Several of the most famous songs were tossed away in the form of medleys, which is the kind of thing one can get away with when there's so much gold in the archive. Bacharach's choice of featured tunes was sometimes surprising. He had a strong quartet of female singers to handle most of the principal lyrics, but he seemed to enjoy some of the instrumental pieces even more, and it highlighted the bizarre inconsistency in his work. The score of Casino Royal may have included "The Look of Love", one of his loveliest melodies, but it also contained a piece of tack called "Bond Street". Burt gave us both of them.
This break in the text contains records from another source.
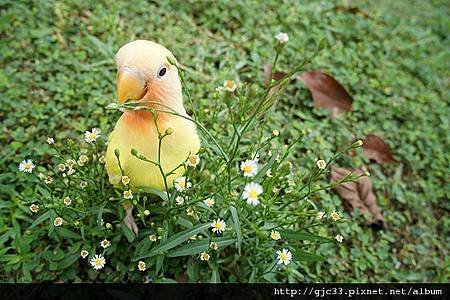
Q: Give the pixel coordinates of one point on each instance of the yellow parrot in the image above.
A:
(144, 74)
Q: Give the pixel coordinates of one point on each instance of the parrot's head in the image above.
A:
(145, 74)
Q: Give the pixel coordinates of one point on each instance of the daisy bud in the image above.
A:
(169, 131)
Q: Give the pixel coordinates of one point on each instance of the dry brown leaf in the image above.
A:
(377, 149)
(327, 92)
(358, 195)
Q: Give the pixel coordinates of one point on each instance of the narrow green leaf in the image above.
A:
(128, 233)
(185, 222)
(176, 239)
(68, 261)
(300, 255)
(237, 226)
(302, 236)
(267, 166)
(190, 249)
(64, 232)
(215, 278)
(40, 219)
(155, 192)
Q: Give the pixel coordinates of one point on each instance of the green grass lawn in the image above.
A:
(58, 76)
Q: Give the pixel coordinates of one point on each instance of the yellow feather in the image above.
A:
(134, 133)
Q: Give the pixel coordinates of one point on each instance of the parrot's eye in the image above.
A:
(162, 72)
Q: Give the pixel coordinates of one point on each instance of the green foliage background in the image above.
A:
(58, 74)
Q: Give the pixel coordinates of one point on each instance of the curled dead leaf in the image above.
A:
(358, 195)
(327, 92)
(377, 149)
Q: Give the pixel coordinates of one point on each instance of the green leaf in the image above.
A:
(155, 192)
(26, 272)
(176, 239)
(215, 278)
(185, 222)
(190, 249)
(303, 236)
(68, 261)
(64, 232)
(128, 233)
(41, 219)
(237, 227)
(300, 255)
(269, 164)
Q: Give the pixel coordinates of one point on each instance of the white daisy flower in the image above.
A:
(128, 194)
(251, 192)
(214, 246)
(70, 171)
(321, 164)
(26, 166)
(335, 216)
(193, 160)
(229, 85)
(218, 226)
(98, 262)
(357, 144)
(84, 253)
(275, 235)
(189, 211)
(179, 200)
(321, 215)
(61, 167)
(92, 136)
(83, 159)
(125, 180)
(182, 183)
(67, 201)
(204, 256)
(282, 37)
(141, 266)
(34, 208)
(70, 163)
(209, 202)
(105, 243)
(284, 256)
(48, 179)
(57, 221)
(249, 168)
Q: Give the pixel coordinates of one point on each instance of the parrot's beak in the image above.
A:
(130, 85)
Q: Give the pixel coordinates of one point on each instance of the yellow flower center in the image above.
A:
(253, 194)
(229, 84)
(248, 169)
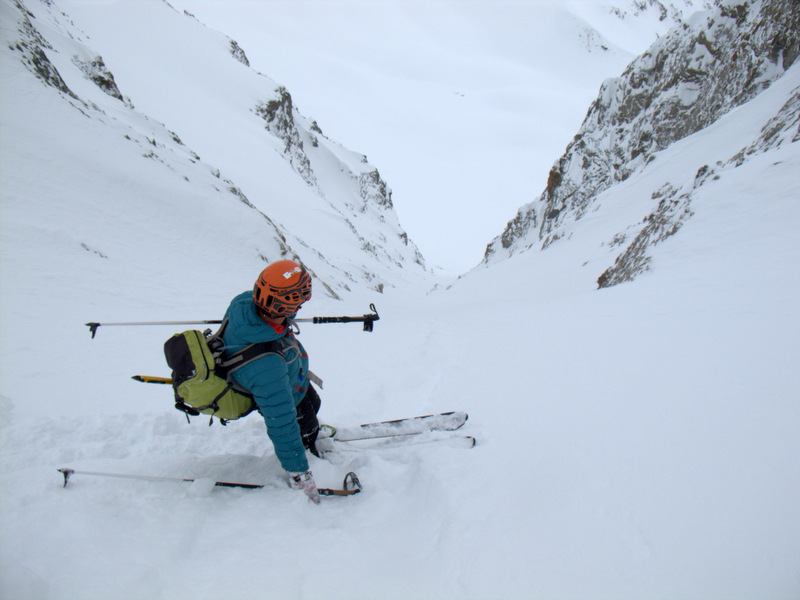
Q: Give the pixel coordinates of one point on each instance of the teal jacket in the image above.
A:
(277, 384)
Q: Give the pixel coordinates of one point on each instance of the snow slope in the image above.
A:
(463, 105)
(635, 442)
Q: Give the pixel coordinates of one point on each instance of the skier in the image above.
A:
(279, 385)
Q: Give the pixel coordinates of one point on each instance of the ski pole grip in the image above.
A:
(368, 320)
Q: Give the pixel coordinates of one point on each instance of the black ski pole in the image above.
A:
(351, 483)
(368, 321)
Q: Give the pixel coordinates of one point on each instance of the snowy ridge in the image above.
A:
(636, 442)
(357, 200)
(683, 83)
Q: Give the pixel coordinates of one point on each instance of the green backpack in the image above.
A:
(201, 376)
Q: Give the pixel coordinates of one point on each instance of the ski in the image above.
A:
(386, 443)
(449, 421)
(350, 486)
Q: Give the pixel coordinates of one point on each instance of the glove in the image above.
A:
(305, 482)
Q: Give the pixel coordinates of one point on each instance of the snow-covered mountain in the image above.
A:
(689, 78)
(202, 132)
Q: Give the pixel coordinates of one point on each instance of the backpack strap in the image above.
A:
(225, 365)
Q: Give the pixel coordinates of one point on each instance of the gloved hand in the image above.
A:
(305, 482)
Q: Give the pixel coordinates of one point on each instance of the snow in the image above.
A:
(434, 91)
(635, 442)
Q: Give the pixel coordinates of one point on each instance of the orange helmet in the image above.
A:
(281, 288)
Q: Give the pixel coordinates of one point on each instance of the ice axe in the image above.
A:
(368, 321)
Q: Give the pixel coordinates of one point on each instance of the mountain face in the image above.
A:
(226, 135)
(701, 70)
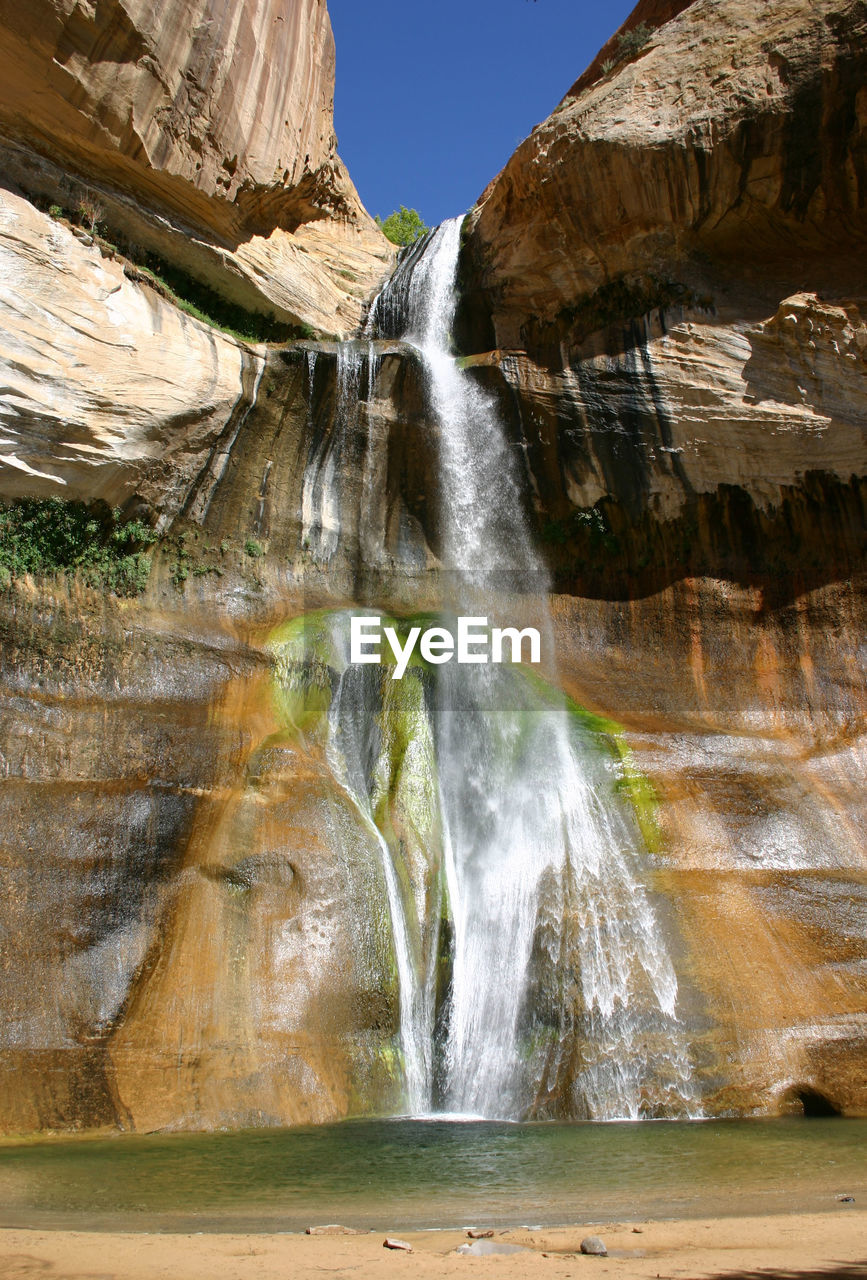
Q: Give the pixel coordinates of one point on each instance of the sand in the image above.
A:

The great Bacharach is squarely within the material he wrote in the early- to-middle Sixties, when he and David seemed effortlessly to hit a succession of peaks. Some of the songs were almost too sophisticated to succeed. The banal sentiments of "Wives and Lovers" are transcended by the sublime melody, the controlled drama of "Anyone Who Had a Heart" is measured against a curious construction which seems to start the song in the middle. "Alfie", which Bacharach acknowledged as one of his favourites, unspools as a single flowing line. Hearing these impeccably shaped pieces of craftsmanship, one after another, underlined how Bacharach bridged the old-school professionalism of Tin Pan Alley with the hook-bound direction of modern pop.
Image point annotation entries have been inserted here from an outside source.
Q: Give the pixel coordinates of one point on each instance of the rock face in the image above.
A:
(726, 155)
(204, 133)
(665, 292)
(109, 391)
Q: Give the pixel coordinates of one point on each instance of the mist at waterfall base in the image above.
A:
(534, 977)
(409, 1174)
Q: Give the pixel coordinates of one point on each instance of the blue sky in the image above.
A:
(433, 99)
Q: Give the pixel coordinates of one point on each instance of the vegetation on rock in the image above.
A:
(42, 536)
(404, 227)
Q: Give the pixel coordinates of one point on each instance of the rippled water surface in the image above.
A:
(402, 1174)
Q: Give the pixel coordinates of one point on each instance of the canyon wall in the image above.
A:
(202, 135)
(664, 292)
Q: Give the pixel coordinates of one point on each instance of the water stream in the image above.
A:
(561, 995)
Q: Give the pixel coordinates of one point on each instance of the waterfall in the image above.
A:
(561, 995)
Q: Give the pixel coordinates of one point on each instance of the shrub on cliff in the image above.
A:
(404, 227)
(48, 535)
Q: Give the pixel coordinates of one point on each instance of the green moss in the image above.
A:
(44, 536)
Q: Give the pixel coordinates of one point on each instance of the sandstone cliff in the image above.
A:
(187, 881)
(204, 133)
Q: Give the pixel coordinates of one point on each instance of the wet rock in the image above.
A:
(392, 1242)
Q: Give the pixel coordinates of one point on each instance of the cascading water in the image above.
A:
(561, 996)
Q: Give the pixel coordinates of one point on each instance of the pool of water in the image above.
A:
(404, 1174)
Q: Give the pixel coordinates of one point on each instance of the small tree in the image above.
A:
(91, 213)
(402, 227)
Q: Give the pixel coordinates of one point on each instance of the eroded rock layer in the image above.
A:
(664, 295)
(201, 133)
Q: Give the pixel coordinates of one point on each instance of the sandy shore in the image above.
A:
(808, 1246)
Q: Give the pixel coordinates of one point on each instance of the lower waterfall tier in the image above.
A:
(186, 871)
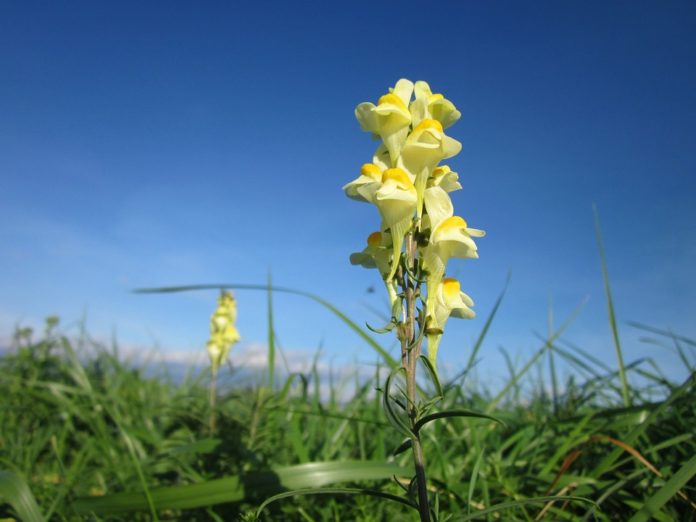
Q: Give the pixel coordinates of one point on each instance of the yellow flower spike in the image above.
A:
(369, 173)
(390, 118)
(223, 333)
(446, 300)
(425, 147)
(444, 177)
(378, 254)
(451, 238)
(438, 205)
(434, 106)
(396, 201)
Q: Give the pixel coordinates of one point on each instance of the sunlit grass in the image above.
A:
(86, 435)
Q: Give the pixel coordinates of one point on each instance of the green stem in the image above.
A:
(410, 353)
(212, 399)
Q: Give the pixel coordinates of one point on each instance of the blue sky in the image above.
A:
(174, 143)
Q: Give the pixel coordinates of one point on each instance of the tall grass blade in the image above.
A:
(653, 505)
(233, 489)
(612, 315)
(479, 341)
(271, 334)
(516, 504)
(335, 491)
(17, 494)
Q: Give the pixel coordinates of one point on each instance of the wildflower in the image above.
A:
(378, 254)
(425, 147)
(446, 300)
(369, 173)
(223, 333)
(435, 106)
(390, 118)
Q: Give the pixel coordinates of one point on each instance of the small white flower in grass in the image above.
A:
(223, 333)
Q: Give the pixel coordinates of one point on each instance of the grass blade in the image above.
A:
(335, 491)
(233, 489)
(666, 492)
(612, 313)
(17, 494)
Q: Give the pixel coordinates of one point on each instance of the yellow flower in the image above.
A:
(395, 198)
(390, 118)
(223, 333)
(378, 254)
(425, 147)
(369, 173)
(450, 238)
(447, 300)
(444, 177)
(434, 106)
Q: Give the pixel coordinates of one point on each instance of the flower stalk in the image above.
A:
(223, 334)
(418, 235)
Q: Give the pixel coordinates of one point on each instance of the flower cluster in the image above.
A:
(223, 333)
(419, 231)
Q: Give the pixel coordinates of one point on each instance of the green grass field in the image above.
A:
(86, 436)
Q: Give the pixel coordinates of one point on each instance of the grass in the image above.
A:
(86, 436)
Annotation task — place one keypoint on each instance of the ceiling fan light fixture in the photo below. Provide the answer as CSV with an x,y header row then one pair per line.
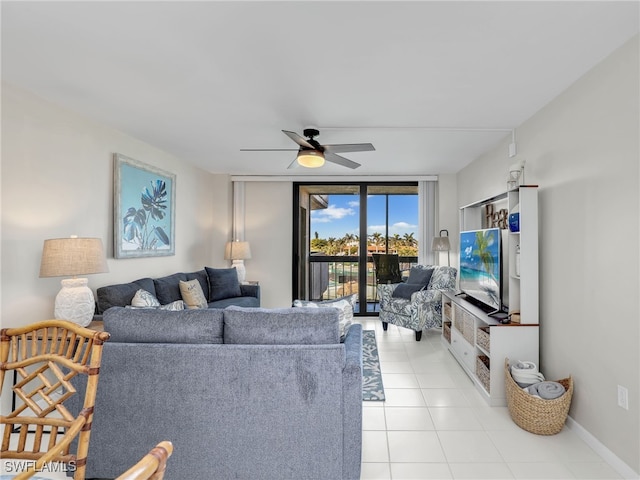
x,y
310,158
Trouble is, he couldn't sustain that level of excellence. There is a country mile between the vintage Burt and the likes of the ghastly "Arthur's Theme" or the California pabulum of "Heartline", even if he doesn't profess to hear the difference. When the orchestra tackled the most recent material, the otherwise adoring audience grew more muted in their applause. Burt can't help it: he's a nostalgia merchant. But at least he won't die penniless. He spent a lot of the show telling us about his racehorses.